Между тем Марианне становилось все лучше и лучше каждый день, и блестящее настроение миссис Дэшвуд и ее вид доказывали это. И она о себе говорила, что является самой счастливой женщиной в мире! Элинор не могла заметить всех этих доказательств и только боялась, как бы мать не вспомнила Эдварда. Но миссис Дэшвуд, помня о своем тяжком ожидании, из которого ее вывела Элинор, не скрывала радости. Марианна возвращалась к ним. Сама она теперь оценивала всё произошедшее с Марианной, как последствия несчастной любви и разрыва с Уиллингби. Но для ее материнской радости был еще один повод, о котором ни Марианна, ни Элинор пока не догадывались.
Впрочем, в неведении Элинор оставалась лишь до той минуты, пока им с матерью не выпал случай поговорить наедине. И вот что она услышала:
– Наконец, мы одни, моя Элинор, – прошептала миссис Дэшвуд. – Ты и представить себе не можешь всей моей радости. Полковник Брэндон любит Марианну, он мне так и сказал!
Элинор, и довольная и огорченная, удивленная и не удивленная, молча слушала мать.
– Ты никогда не была эмоциональна, как я, дорогая Элинор, и даже сейчас я теряюсь в догадках, почему ты так спокойна? Не скрою, я была бы счастлива, выдать одну из вас за полковника Брэндона. И я думаю, Марианна будет вполне счастлива с ним.
Элинор была готова даже спросить ее, почему же она так думает. Потому ли, что не нашла себе объяснение в разнице их возрастов, характерах, чувствах и прочем? Но ее мать всегда имела свои собственные виды на все вокруг, и вместо того, чтобы что-то разузнать у нее побольше, Элинор только молча улыбалась.
– Он полностью открыл мне свое сердце вчера во время путешествия. Это получилось само собой.

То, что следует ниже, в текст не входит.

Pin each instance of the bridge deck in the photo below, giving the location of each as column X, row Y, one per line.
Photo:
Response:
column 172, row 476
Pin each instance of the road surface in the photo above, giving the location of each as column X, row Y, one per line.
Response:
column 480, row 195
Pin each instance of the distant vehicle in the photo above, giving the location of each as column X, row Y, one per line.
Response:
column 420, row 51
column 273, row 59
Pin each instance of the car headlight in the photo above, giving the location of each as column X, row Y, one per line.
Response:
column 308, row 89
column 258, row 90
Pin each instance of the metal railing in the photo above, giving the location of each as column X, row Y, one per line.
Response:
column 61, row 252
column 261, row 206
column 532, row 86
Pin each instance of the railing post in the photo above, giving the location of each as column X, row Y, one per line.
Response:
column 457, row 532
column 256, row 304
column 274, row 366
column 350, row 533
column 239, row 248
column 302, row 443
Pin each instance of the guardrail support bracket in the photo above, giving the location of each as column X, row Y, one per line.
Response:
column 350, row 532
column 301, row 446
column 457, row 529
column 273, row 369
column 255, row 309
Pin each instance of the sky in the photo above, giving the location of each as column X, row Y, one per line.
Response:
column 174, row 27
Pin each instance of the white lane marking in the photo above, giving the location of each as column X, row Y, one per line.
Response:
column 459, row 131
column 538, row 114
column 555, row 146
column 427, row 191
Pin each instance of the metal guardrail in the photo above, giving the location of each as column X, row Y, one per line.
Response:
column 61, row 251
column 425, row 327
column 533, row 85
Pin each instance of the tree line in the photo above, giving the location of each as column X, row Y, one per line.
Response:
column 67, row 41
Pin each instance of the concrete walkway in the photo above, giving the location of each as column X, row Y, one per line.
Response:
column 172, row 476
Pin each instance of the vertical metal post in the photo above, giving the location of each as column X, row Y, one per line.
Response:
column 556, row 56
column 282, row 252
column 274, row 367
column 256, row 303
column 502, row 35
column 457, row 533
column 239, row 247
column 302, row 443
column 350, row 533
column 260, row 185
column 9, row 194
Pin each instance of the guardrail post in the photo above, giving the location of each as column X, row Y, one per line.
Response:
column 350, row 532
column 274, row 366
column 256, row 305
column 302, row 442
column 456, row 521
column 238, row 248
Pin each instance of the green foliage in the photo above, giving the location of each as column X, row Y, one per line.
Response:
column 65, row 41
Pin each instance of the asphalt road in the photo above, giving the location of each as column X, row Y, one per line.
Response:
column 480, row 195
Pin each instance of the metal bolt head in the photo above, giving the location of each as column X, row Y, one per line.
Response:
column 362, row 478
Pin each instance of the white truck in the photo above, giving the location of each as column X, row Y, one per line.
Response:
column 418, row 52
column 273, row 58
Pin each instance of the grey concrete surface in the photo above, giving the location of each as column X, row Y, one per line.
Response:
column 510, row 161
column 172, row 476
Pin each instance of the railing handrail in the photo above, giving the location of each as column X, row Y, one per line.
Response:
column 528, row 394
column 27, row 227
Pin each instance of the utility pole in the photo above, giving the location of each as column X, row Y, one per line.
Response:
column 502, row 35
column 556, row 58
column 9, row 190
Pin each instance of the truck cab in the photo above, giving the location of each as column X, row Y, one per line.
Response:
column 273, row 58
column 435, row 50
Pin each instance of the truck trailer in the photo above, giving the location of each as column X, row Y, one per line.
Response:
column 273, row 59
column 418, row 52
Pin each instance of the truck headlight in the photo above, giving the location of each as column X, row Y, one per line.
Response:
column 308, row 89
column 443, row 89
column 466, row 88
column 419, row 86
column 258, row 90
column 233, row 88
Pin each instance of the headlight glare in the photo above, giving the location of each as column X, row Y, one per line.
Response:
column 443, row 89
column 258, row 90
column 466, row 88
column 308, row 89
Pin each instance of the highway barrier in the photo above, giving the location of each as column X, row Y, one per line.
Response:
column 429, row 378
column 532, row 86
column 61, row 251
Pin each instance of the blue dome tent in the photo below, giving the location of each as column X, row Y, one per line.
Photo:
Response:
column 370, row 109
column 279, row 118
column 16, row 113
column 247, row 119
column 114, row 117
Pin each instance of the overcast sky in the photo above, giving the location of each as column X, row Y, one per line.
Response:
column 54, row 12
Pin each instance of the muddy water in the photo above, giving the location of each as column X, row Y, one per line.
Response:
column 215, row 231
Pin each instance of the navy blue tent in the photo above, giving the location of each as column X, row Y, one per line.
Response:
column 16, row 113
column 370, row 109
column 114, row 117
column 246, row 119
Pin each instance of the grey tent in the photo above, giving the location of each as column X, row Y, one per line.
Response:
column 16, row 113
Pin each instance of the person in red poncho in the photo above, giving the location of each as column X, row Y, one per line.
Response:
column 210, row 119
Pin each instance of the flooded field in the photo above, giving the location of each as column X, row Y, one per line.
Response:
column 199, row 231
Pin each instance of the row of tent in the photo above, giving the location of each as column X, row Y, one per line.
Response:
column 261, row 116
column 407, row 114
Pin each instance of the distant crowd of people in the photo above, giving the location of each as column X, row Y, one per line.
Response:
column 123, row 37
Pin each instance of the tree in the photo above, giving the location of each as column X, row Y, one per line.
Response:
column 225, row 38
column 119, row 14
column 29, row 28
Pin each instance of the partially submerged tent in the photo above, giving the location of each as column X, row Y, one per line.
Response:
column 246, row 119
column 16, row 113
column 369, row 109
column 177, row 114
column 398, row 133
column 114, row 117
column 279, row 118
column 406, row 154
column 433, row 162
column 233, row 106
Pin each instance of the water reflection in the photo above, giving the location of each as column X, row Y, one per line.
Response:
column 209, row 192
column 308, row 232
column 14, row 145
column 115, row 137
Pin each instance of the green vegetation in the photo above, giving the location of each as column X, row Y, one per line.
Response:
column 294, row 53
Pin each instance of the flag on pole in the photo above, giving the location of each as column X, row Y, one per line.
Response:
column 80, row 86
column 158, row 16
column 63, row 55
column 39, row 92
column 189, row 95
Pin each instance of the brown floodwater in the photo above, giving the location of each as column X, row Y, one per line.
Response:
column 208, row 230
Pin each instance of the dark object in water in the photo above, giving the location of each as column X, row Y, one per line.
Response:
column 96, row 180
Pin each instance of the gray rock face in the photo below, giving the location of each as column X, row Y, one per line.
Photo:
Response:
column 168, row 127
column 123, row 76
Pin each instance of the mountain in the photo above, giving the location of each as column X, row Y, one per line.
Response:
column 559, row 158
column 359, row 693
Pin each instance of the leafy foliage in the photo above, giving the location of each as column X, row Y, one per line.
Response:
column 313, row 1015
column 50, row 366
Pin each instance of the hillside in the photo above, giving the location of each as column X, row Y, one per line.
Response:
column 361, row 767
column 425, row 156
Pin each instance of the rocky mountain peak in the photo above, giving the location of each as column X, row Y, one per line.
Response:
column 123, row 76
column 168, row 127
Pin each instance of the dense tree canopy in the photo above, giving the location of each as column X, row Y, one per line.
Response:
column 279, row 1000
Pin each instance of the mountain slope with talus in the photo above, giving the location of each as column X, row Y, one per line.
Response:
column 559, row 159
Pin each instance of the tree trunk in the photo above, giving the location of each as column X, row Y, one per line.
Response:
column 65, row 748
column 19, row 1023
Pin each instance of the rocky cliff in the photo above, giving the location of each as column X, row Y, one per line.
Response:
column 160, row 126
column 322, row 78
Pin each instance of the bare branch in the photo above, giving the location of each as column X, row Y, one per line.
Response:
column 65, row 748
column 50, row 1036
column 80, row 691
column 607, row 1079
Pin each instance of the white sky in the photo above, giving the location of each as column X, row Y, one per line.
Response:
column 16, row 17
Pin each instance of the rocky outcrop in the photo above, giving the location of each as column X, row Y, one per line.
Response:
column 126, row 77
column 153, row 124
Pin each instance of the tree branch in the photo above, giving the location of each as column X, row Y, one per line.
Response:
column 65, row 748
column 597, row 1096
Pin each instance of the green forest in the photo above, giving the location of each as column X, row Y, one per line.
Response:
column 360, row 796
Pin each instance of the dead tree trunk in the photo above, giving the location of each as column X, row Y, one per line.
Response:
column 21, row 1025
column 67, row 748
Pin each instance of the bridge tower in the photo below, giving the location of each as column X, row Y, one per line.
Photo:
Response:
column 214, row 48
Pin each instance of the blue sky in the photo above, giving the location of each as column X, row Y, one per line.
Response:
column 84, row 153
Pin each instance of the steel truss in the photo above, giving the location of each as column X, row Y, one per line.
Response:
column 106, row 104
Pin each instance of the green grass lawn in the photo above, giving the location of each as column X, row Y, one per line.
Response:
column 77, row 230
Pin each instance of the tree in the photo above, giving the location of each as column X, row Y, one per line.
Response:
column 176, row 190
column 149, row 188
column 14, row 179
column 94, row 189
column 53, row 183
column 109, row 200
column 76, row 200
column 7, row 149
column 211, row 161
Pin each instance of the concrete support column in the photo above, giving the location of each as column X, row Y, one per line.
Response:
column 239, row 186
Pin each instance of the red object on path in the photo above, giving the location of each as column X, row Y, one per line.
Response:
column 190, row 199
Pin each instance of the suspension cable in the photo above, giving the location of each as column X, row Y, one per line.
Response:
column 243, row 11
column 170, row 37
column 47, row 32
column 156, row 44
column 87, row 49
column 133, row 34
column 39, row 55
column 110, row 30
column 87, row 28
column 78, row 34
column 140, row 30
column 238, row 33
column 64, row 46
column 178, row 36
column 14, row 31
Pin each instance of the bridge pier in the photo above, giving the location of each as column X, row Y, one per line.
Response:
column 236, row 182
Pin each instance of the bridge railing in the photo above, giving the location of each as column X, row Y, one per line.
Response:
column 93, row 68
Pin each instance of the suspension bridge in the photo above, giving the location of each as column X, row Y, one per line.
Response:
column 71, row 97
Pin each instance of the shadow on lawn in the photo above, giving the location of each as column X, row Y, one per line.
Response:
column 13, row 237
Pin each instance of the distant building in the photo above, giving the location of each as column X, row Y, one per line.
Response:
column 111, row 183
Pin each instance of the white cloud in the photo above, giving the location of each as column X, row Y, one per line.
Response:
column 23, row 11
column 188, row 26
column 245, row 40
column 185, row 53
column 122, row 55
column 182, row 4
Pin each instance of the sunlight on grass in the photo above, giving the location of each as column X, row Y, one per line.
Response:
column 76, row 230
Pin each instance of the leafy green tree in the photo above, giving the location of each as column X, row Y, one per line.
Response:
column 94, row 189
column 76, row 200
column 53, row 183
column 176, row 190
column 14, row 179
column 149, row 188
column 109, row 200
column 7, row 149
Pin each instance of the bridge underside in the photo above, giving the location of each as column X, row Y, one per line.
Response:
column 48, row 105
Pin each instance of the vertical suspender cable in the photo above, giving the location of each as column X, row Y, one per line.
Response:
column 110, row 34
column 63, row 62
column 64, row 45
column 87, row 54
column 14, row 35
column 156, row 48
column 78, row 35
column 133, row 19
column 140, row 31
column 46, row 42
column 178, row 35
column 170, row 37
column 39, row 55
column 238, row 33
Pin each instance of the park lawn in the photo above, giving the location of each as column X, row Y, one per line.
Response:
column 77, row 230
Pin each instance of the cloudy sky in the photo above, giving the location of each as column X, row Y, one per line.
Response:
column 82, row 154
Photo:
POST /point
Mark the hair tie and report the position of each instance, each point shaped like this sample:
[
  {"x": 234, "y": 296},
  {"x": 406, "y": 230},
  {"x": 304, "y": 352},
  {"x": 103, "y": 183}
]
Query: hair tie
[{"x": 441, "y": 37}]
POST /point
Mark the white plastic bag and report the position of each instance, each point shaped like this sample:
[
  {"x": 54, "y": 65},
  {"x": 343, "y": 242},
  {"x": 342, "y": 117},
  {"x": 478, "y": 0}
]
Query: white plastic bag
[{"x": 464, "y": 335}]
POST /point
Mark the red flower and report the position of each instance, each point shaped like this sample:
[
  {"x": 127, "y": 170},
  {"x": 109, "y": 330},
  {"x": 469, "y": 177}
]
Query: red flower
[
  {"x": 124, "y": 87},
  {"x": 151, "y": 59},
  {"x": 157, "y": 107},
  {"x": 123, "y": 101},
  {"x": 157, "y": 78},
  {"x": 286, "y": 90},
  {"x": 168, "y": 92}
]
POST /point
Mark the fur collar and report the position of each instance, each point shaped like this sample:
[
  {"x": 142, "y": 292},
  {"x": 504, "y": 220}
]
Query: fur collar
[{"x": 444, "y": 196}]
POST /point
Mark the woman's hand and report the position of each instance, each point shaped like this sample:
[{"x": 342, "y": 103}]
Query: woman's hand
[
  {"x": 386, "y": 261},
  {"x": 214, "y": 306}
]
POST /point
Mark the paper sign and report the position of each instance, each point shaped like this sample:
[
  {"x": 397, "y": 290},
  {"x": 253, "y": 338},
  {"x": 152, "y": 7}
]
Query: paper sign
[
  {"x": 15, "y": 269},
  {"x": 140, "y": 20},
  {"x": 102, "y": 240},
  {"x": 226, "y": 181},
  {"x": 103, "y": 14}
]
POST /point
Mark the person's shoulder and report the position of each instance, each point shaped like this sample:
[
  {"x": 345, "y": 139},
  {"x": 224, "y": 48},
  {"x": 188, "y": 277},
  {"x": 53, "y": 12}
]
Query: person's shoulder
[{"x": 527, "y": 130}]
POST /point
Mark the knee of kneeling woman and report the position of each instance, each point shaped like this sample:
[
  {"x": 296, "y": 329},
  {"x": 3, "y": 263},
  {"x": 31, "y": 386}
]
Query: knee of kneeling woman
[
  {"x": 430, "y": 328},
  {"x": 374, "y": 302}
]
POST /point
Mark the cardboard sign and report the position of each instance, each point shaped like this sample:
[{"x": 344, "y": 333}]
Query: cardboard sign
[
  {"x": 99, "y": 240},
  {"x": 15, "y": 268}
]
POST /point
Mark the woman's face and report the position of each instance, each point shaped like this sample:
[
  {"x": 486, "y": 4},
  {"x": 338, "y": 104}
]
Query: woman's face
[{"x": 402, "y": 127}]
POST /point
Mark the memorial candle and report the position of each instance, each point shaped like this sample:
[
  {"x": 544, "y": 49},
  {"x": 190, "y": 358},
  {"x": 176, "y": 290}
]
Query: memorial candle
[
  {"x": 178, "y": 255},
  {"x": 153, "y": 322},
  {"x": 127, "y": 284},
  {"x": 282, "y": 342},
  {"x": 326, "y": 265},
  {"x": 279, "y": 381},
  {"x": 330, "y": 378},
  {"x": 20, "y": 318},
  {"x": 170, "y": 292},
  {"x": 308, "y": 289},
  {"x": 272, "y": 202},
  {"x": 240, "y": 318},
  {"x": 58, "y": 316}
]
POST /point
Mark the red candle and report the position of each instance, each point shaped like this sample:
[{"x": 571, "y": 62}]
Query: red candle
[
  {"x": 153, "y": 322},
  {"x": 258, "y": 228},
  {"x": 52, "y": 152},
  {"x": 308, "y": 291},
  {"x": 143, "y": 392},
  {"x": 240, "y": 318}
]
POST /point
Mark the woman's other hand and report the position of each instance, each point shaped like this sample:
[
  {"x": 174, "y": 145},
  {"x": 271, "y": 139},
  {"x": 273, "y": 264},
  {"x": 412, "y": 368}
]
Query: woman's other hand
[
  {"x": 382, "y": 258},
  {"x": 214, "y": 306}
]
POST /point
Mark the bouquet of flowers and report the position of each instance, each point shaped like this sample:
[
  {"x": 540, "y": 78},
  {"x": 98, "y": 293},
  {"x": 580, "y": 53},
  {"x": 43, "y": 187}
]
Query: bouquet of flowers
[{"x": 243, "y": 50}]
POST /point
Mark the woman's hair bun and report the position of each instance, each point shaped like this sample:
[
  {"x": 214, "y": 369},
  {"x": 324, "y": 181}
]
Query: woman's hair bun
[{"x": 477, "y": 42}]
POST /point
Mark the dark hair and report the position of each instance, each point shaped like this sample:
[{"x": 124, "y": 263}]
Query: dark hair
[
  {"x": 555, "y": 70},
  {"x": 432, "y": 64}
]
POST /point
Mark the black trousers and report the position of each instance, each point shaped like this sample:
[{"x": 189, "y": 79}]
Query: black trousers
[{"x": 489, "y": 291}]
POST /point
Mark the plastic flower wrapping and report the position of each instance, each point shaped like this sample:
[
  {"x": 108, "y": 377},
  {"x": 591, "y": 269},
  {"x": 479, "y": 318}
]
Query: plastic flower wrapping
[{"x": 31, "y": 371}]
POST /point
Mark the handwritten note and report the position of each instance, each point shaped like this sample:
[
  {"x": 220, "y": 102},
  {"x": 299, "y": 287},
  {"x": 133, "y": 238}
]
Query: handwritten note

И я могу в это поверить, потому, что все было так естественно и не наигранно, потому, что ты веришь, я могла говорить только о своем ребенке, а он не мог скрыть своего расстройства. Я видела, что наши переживания похожи, и что он, возможно, даже думает о дружбе. А так как весь мир теперь перевернулся, то почему бы ему и не выразиться в такой симпатии! Я так подумала и познакомилась с его чувствами, честными, нежными и постоянными к Марианне. Он ее любит, Элинор, с первого знакомства!
Вот здесь Элинор и поняла, ни слова, ни намерения полковника Брэндона не имеют отношения к тому, что ее мать пытается увидеть в нужном ей свете.
– Его чувства к ней, совсем не похожи на те, которые Уиллингби когда-либо испытывал или изображал! Они более искренние и надежные! Мы можем только жалеть, что они проявились только благодаря несчастьям Марианны с этим молодым человеком! Он ведь любил ее безо всякой надежды! Мог ли он увидеть ее счастливой с другим? Такой благородный человек! Такой откровенный и такой разумный! Никто не может ошибиться в нем!
– Полковник Брэндон исключительный человек, – наконец заговорила Элинор, – Порядочный и основательный.
– Я это знаю, – ответила ее мать серьезно, – после стольких переживаний, я, наконец, одобряю такой выбор, и даже очень рада ему. И его приезд ко мне, такой искренний, и такой ясный, показывает, что на этого человека можно положиться!
– Его репутация вместе с тем, – продолжала Элинор, – основывается не только на одном разовом проявлении доброты, при котором его отношение к Марианне, всего лишь могло быть проявлением гуманизма. Его хорошо знают и миссис Дженнингс и леди Миддлтон, и достаточно долго. Они одинаково и любят, и уважают его. И, как в последнее время стало ясно, он очень рассудительный человек. Поэтому, я его очень ценю сейчас, и, если Марианна будет счастлива с ним, я считала бы такой союз большой удачей в жизни. Какой ответ ты ему дала? Оставила ли ему какую-нибудь надежду?